Faust wrote:Well, at the risk of being seen as condescending, the issue presented here is a bogus one. The brain is the seat of consciousness. But our entire "selfness" is not rightly seen as consciousness alone. This is a religious notion.
While I agree with Jake that "will" operates in a state of tension, it is more than that, of course, for Jake has not said what will is, but only what it does, in part. "Will" is a term that describes several processes. We are physical entities - just what it seems we are.
"Will" describes the amalgam of processes that react to our environment.
Yes, this ambiguity is what I mean to integrate (and make less ambiguous) with value ontology; beings as valuing the world in terms of their basic requirements; having come into being as such.
Interpretation based on these values. Will to power as interpretation of whatever is encountered into values, positive, negative widely ranging purities and intensities of course.
But what is a being to itself?
What is truly a basic requirement? How does the mind interpret itself? Morality becomes a primordial substance when nature becomes "sapient".
Ns solution was to reduce man back to
taste - the animal instinct closest to aesthetics, which in turn is vey close to ethics.
This environment may be the ambient temperature, or people around us, who are constatntly acting. The human body can survive in only a small range of temperatures - our will to build a fire in the cold is merely an act toward survival. I say "toward" survival because over-dramatising the case leads quickly to error. We need not be in an immediately life-threatening scenario for will to operate. The risks are too high if we wait to the last minute. Hence the will to put on a sweater (jumper).
Will is, in effect, a reactive force - again, it is overdramatising the issue to conceive of will as too much a progenerative force. Consciousness provides information - much more valuable information than that which is available to plant life, for instance. And to be sure, civilisation masks this - we need to have an entirely primitive will to survive, but a complex society requires much more complex behavior - will is "extended" to reactions that seem to bear no relation to survival - and many are only indirectly related.
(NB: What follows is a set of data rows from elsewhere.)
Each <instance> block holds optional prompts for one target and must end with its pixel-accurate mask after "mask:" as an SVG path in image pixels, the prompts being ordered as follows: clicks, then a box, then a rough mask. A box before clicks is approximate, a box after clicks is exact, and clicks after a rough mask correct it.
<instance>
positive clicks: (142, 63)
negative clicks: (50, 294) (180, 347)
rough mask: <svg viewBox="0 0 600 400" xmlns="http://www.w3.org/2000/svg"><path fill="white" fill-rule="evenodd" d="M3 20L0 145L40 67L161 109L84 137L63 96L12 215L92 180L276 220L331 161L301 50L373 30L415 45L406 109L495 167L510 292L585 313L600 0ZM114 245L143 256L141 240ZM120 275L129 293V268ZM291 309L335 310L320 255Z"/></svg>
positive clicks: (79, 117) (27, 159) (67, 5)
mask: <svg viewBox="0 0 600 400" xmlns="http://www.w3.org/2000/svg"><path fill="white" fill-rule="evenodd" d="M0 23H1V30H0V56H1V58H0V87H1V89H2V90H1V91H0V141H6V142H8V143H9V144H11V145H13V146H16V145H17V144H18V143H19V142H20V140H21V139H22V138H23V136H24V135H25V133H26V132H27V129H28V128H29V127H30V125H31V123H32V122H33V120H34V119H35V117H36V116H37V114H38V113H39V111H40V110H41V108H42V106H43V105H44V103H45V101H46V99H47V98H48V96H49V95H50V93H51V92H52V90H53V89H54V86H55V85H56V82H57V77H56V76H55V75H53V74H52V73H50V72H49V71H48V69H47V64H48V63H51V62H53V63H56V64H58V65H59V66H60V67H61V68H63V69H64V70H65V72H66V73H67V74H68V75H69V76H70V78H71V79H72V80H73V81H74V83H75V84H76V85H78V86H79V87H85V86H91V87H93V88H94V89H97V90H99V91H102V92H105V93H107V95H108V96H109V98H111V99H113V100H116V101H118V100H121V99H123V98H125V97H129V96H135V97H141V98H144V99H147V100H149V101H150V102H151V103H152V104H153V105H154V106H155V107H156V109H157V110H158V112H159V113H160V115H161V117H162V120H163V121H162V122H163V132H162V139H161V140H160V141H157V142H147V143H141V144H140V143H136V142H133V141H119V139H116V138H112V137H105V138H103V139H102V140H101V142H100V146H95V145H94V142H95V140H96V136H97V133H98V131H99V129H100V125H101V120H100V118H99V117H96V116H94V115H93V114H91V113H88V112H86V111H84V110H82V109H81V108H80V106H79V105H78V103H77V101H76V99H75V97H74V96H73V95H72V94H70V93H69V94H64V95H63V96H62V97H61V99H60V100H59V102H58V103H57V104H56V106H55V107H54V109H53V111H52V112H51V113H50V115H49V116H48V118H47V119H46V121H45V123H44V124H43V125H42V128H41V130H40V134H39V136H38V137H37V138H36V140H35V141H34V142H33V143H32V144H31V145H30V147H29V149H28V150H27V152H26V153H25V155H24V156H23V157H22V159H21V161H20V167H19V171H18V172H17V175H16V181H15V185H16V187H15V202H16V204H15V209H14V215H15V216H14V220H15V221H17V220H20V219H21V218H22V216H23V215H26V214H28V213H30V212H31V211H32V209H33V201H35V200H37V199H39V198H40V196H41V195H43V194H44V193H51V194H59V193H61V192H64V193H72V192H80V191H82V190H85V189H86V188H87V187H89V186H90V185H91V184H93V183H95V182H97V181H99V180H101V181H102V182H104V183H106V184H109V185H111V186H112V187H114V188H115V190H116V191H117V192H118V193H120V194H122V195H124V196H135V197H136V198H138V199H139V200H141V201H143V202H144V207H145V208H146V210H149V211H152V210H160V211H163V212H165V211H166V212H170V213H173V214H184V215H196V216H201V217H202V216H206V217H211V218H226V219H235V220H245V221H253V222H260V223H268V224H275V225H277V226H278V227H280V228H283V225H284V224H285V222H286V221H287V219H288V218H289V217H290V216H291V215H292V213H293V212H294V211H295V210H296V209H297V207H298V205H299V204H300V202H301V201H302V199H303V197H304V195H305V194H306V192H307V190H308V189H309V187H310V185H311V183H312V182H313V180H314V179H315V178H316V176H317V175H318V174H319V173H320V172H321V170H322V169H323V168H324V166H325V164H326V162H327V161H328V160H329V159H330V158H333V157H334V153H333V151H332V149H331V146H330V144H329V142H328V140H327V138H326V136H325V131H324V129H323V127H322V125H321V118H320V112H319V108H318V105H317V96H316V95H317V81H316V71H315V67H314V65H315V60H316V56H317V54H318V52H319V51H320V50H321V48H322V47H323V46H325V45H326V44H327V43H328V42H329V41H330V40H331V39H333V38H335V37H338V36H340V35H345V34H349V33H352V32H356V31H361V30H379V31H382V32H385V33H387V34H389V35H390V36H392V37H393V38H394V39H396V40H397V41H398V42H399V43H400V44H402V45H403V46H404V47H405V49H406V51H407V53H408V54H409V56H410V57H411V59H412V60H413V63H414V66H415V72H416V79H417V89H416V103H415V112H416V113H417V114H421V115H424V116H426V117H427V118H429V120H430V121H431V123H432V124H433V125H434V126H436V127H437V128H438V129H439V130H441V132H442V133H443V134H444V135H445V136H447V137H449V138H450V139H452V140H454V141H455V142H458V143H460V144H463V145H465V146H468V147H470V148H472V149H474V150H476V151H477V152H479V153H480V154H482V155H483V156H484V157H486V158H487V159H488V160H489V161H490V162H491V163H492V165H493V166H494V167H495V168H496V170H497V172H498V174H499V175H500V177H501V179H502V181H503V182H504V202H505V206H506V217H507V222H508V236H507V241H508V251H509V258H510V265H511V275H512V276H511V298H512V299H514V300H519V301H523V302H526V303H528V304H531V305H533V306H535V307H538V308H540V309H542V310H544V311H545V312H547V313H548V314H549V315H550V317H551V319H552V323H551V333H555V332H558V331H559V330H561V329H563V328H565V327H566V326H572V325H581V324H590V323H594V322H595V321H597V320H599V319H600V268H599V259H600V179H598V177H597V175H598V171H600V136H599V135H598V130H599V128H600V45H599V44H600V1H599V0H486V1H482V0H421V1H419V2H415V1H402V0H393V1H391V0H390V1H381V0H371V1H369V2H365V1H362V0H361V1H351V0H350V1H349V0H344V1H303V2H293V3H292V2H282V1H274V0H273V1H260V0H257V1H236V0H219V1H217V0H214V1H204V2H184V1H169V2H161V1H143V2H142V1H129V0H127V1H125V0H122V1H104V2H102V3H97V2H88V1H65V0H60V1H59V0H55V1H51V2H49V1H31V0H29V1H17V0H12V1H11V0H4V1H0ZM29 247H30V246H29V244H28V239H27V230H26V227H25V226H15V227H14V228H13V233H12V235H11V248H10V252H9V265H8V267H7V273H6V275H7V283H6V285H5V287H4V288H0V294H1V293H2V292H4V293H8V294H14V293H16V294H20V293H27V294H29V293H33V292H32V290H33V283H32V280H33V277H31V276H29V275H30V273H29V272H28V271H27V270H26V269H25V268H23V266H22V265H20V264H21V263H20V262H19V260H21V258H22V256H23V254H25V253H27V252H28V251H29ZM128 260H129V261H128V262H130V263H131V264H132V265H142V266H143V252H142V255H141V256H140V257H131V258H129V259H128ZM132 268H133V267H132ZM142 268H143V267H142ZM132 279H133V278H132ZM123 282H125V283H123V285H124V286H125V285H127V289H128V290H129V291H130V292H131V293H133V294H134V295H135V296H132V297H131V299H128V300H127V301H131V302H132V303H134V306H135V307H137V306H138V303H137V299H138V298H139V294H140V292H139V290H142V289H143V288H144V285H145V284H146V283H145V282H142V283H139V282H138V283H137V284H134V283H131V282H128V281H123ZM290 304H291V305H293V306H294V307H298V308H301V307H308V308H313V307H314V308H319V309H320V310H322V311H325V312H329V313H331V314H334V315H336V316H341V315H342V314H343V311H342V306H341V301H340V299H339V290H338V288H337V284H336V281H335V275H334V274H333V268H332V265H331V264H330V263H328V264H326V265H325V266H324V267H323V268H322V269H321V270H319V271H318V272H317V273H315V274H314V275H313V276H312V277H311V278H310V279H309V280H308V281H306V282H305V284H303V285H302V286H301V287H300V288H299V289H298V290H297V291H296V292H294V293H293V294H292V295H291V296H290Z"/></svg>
Freud thought all we wanted was to get laid. He discounted the other survival skills we need, because he never studied people whose very lives were in a precarious situation. He studied those who were left with almost vestigial survival needs.
My brain and my will - the mechanisms that my body has evolved to employ in order to survive, interact. "I control my brain" is nonsense. I am my brain and everything else that I am. This organism, "me" reacts to its environment. That environment influences me, it engenders certain reactions - many of which are accidental, trial-and-error. Think of muscle-memory. Patterns. Patterns help us to survive - intelligence is measured often only by our ability to recognise patterns. We cannot help but recognise patterns, because we would be dead if we didn't.
Cause and effect does not exist is any modular way - it doesn't begin within me or end there. No one is in complete control. The idea itself makes no sense, and is not reflective of reality. It is a vestigial religious notion. "Complete control", however employed, will always ultimately lead us back to God. Any notion of will that has attached to it the word "free" will lead us to God. I agree with Jake that we might as well start there, then.
That's too brief, but the full explanation of my position is book-length. I have tried to present the pith of my view, and have probably failed. But I do not then consider to have spoken randomly, nor will I edit. I have read the material.
Well said, as usual. Now all that rests (or rested, as far as Im concerned) is the discrete rendering of what which it is not not. That what it is.
A further question is: what do we want to do with our understanding, once it is gained? Chances are understandings will present themselves like maidens with short skirts, temptations by all the modes of belief that can afford some outward abundance. This is why we stand as value-neutral in the analysis; the only way to do that is to fix the given of valu
ing at the outset of the equation, or logical string.
It makes psychological analysis extremely easy. What it doesn't naturally builds a model of the cosmos; it would rather command the assumption that such a thing could not exist without having an alternative, an outside; timespace is relative, it is not reasonable to assume it walled into synthetic universal quantity of stuff. It is not reasonable to expect there to be an end. It must be viewed from a dimension that takes time and space not as merely Relativistic criteria, but also a definitive cognitive object of reason.
So instead of an objective limit, we have an objective form of limitation. It carries the name Death, but is much larger and includes time and space.